I saw a sign on the motorway onramp today – “Speak up and live, shut up and die.” Hmmm… Another well meaning but probably totally misguided attempt to hold back the road toll from the same sort of people who brought you ‘Speed Kills’ and ‘Speed Cameras are Good for You’. The signs you see on the sides of Auckland’s motorways are of course aimed at the younger, male drivers who tend to drive faster than average, and are apparently the leading cause of death after Cancer and Sticking Your Hand In The Toaster.
The approach has obviously been taken from several Communist Bloc countries during the early 1980s, although of course then the message was ‘Speak up and die, shut up and live’. Not that a Trabant was capable of exceeding any speed limit then in existence anyway. The KGB had to carry out traffic control duties in T64 tanks, which were of course not ideal for car chases. The solution was the Trabant, a car made from compressed cardboard and powered by engines taken from ex soviet army lawn mowers. But I digress…

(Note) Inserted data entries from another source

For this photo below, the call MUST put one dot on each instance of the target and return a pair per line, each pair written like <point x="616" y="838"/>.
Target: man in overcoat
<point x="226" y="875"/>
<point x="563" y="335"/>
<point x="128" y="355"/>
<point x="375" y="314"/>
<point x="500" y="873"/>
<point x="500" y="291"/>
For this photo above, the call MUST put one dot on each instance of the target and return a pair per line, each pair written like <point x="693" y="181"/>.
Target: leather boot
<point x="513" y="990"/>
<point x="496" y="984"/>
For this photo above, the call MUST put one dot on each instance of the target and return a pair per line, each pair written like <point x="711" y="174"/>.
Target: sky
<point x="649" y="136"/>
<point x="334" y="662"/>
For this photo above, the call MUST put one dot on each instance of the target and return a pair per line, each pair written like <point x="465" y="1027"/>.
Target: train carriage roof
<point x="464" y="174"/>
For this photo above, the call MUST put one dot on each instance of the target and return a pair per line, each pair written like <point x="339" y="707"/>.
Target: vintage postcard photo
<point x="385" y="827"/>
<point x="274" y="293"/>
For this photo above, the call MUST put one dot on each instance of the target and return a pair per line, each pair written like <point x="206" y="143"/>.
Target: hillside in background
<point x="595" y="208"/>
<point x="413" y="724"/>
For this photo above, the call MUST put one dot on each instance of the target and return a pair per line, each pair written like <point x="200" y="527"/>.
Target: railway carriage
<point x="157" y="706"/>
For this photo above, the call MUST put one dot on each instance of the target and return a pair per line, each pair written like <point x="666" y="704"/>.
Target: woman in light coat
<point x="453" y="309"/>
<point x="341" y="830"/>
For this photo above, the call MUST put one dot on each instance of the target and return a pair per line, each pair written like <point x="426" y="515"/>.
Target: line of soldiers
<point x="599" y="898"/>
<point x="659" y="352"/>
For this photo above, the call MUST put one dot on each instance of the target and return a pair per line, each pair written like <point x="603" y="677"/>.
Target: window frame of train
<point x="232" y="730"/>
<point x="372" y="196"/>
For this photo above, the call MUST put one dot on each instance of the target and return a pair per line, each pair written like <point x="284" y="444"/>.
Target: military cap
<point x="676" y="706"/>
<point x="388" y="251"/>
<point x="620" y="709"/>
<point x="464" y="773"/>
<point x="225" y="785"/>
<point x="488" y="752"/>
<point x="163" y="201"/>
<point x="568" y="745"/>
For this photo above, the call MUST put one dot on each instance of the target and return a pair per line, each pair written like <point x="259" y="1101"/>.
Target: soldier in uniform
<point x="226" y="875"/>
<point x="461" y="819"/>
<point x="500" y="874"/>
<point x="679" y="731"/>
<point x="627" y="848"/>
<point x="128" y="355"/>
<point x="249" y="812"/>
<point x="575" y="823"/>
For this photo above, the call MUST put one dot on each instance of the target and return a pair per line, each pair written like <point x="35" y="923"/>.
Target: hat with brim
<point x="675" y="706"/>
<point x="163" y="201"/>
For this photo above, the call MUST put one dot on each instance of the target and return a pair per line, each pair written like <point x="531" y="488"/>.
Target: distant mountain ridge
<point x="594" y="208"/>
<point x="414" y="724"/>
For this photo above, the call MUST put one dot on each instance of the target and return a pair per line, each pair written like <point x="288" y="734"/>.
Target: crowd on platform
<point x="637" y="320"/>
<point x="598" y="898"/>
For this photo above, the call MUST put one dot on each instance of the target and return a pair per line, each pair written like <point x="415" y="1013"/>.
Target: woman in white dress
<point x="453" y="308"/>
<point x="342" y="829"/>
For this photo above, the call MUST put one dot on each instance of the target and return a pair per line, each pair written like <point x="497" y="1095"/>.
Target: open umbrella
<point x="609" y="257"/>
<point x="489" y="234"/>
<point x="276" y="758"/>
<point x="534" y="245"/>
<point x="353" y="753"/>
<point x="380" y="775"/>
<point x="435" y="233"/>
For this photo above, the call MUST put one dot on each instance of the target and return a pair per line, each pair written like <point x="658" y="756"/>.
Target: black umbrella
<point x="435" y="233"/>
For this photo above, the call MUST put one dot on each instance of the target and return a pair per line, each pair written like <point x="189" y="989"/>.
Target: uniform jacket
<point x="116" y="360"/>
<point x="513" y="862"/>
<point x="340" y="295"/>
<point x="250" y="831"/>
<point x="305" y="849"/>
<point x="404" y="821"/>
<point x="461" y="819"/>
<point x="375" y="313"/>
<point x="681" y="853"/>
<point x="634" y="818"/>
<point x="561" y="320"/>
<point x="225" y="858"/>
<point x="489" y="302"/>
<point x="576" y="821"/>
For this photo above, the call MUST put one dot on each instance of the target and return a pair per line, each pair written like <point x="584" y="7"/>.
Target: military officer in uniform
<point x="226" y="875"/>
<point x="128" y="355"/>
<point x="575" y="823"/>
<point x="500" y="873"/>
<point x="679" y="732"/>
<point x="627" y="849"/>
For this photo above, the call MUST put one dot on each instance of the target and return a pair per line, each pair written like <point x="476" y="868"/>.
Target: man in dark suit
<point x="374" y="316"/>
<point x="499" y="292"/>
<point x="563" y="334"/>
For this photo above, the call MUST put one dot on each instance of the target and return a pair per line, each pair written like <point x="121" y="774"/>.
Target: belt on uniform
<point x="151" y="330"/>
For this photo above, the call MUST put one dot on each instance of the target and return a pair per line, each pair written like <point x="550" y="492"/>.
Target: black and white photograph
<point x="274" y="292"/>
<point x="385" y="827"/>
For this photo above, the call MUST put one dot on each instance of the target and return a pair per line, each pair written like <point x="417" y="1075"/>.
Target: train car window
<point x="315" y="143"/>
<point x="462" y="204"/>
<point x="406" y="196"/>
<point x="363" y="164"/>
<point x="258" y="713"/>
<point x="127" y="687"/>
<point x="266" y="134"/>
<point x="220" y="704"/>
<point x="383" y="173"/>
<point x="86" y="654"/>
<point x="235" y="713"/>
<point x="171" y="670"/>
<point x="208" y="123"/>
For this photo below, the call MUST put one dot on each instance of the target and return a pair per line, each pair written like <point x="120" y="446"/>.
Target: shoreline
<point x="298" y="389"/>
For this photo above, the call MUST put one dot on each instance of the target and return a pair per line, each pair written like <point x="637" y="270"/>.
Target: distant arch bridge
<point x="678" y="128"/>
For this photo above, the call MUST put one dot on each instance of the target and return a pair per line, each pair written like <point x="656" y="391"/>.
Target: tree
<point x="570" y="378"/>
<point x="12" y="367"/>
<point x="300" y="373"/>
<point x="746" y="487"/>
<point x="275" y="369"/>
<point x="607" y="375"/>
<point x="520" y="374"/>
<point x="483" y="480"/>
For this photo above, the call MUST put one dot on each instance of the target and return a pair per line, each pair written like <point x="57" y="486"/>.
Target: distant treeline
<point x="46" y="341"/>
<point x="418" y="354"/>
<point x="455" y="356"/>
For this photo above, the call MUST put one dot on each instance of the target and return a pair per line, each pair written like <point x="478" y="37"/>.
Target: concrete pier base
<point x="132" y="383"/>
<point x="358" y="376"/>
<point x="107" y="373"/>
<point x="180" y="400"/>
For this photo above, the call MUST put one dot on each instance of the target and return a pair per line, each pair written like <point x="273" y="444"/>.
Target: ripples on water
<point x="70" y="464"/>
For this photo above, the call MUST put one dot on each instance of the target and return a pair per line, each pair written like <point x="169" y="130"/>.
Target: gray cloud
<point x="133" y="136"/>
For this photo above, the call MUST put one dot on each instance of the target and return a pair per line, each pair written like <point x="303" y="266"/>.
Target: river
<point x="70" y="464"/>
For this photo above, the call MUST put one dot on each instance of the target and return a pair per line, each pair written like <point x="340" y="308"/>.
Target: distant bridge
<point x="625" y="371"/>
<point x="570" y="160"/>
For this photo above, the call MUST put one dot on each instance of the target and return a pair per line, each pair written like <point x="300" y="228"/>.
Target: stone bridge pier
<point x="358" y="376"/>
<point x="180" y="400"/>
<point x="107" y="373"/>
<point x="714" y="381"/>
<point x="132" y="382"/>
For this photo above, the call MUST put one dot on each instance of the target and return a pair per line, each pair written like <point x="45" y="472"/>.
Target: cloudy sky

Apart from the slightly sexist slant of the various Slow Down signs, has anyone anticipated the possible outcomes of this particular approach? I’d particularly like to know who came up with the brilliant idea of sticking large, attention directing signs at motorway onramps, exactly the sort of place where drivers should be concentrating on joining a moving line of traffic often traveling at a reasonable pace. A place where it is often necessary to be accelerating strongly before joining the traffic. It’s the perfect place for someone to start screaming ’slow down!’. That’s if it happens at all.
How many women are going to turn to the youngish male driver positively fizzing with testosterone and teenage angst and demand that he hold back his raging powerhouse of automotive pleasure. I don’t know a hell of a lot about female psychology but I’d like to think that I know quite a lot about the male side of things.
Telling the average male to slow down is far more likely to make him speed up. And just getting the message through to the driver could be a problem solely because of the three hundred zillion watt stereo rattling the door panels and producing so much sound it sets off earthquake seismographs. Then again, I suppose that’s why text messaging was invented. If that fails, there’s always semaphore.
A better message for the signs would perhaps be ‘Learn to drive properly you useless moron’. This would of course have the added affect of directly relating to at least 95 percent of drivers. But I guess that ensuring the people on our roads have more driving ability than the Madagascar Lemur was never a high priority.
Better to concentrate on the symptoms rather than the disease. After all, if we all drove competently the road toll would be a shadow of it’s former self and the transport authorities would have no stick to wave over our heads when they announce a new batch of speed cameras and shock horror advertising.
But what effect will the ‘Speak up and Live’ signs have on the older, rather more paranoid passenger, the one who thinks that anything faster than walking pace is a little on the risky side and that 50km/h is the sort of speed that got James Dean killed. Usually teamed up with an equally elderly silver haired driver wearing a flat golfing cap, this is the sort of car that is already circulating the city at speeds a snail would be chuffed to achieve.
If the signs work their magic on these particular drivers you can expect to see a line of cars patiently waiting at motorway onramps, indicators flashing plaintively in the hope that someone – probably an equally elderly white haired driver – will take pity on them, gently pull to a stop on the motorway and wave them through.
Into this mixture we add the young drivers thrusting their cars onto the motorway, eager to show their passengers that they can go even faster, and the normal everyday drivers who are quite confused by the whole thing and are consequently driving down the wrong side of the motorway. Road safety – it may not always work, but it sure is entertaining.